[13]:
%load_ext autoreload
%autoreload 2
%matplotlib inline
The autoreload extension is already loaded. To reload it, use:
%reload_ext autoreload
Create minimal model input¶
- Takes the flights data
- Processes the schedule/realized datetimes and computes the delay in seconds
- Remove observations with unknown prediction targets
- Write prediction target with minimal feature set to CSV
Parameters¶
- input_file: Filepath of flights data in format received from Schiphol
- output_file: Filepath to write output csv file with minimal modelling input
Returns¶
Output CSV file written to output_file with minimal model input
Example output,
id | aircraftRegistration | airlineCode | terminal | serviceType | scheduleDateTime | actualOffBlockTime | scheduleDelaySeconds
124257473326719795 | PHEXI | 80.0 | 2.0 | J | 2018-05-01 16:35:00+02:00 | 2018-05-01 16:58:16+02:00 | 1396.0
124538476600837715 | PHEXL | 2481.0 | 1.0 | J | 2018-06-10 13:00:00+02:00 | 2018-06-10 13:11:25+02:00 | 685.0
123512829091050355 | PHBQO | 100.0 | 2.0 | J | 2018-01-15 10:15:00+01:00 | 2018-01-15 10:35:10+01:00 | 1210.0
123786805997701057 | PHEXG | 2481.0 | 1.0 | J | 2018-02-23 17:45:00+01:00 | 2018-02-23 17:55:52+01:00 | 652.0
124664922607744671 | PHBXP | 1551.0 | 2.0 | J | 2018-06-28 20:50:00+02:00 | 2018-06-28 22:09:23+02:00 | 4763.0
File parameters¶
[14]:
# input parameters cell
input_file = "../lvt-schiphol-assignment-snakemake/data/raw/flights.csv"

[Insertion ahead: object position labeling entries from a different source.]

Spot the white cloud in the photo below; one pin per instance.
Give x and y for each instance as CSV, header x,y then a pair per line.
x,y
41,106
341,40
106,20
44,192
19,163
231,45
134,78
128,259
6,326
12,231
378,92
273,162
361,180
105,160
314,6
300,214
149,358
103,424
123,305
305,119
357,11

output_file = "processed_flights.csv"
Imports¶
[15]:
import pandas as pd
import numpy as np
import sys
sys.path.append("../")
from src.data.google_storage_io import read_csv_data, write_csv_data
Utility functions¶
[16]:
def missing_values_percentages(df):
"""Calculate summary of missing values per column"""
percent_missing = df.isnull().sum() * 100 / len(df)
missing_value_df = pd.DataFrame({'column_name': df.columns,
'percent_missing': percent_missing})
missing_value_df = missing_value_df.sort_values('percent_missing', ascending=False)
return missing_value_df
def check_col_singular(x):
"""check if pd.Series contains more than 1 unique value excluding NaN"""
return x.dropna().nunique() <= 1
def drop_singular_columns(df, verbose=False):
"""Drop DataFrame columns with 1 or fewer unique values excluding NaN"""
col_singular = df.apply(check_col_singular, axis=0)
if verbose:
n_singular = sum(col_singular)
print(f"Dropping {n_singular} columns")
print(f"{col_singular[col_singular].index}")
df_output = df[[col for col, is_singular in col_singular.items()
if not is_singular]]
return df_output
def clean_flights(df_flights, verbose=True):
"""Clean flights data by removing singular columns and formatting dates"""
df = df_flights
df = df.dropna(subset=["scheduleDate", "scheduleTime", "actualOffBlockTime"]).reset_index(drop=True)
# remove singular columns
df = drop_singular_columns(df, verbose=verbose)
# format datetime fields
df["actualOffBlockTime"] = pd.to_datetime(df["actualOffBlockTime"], utc=True).dt.tz_convert('Europe/Amsterdam')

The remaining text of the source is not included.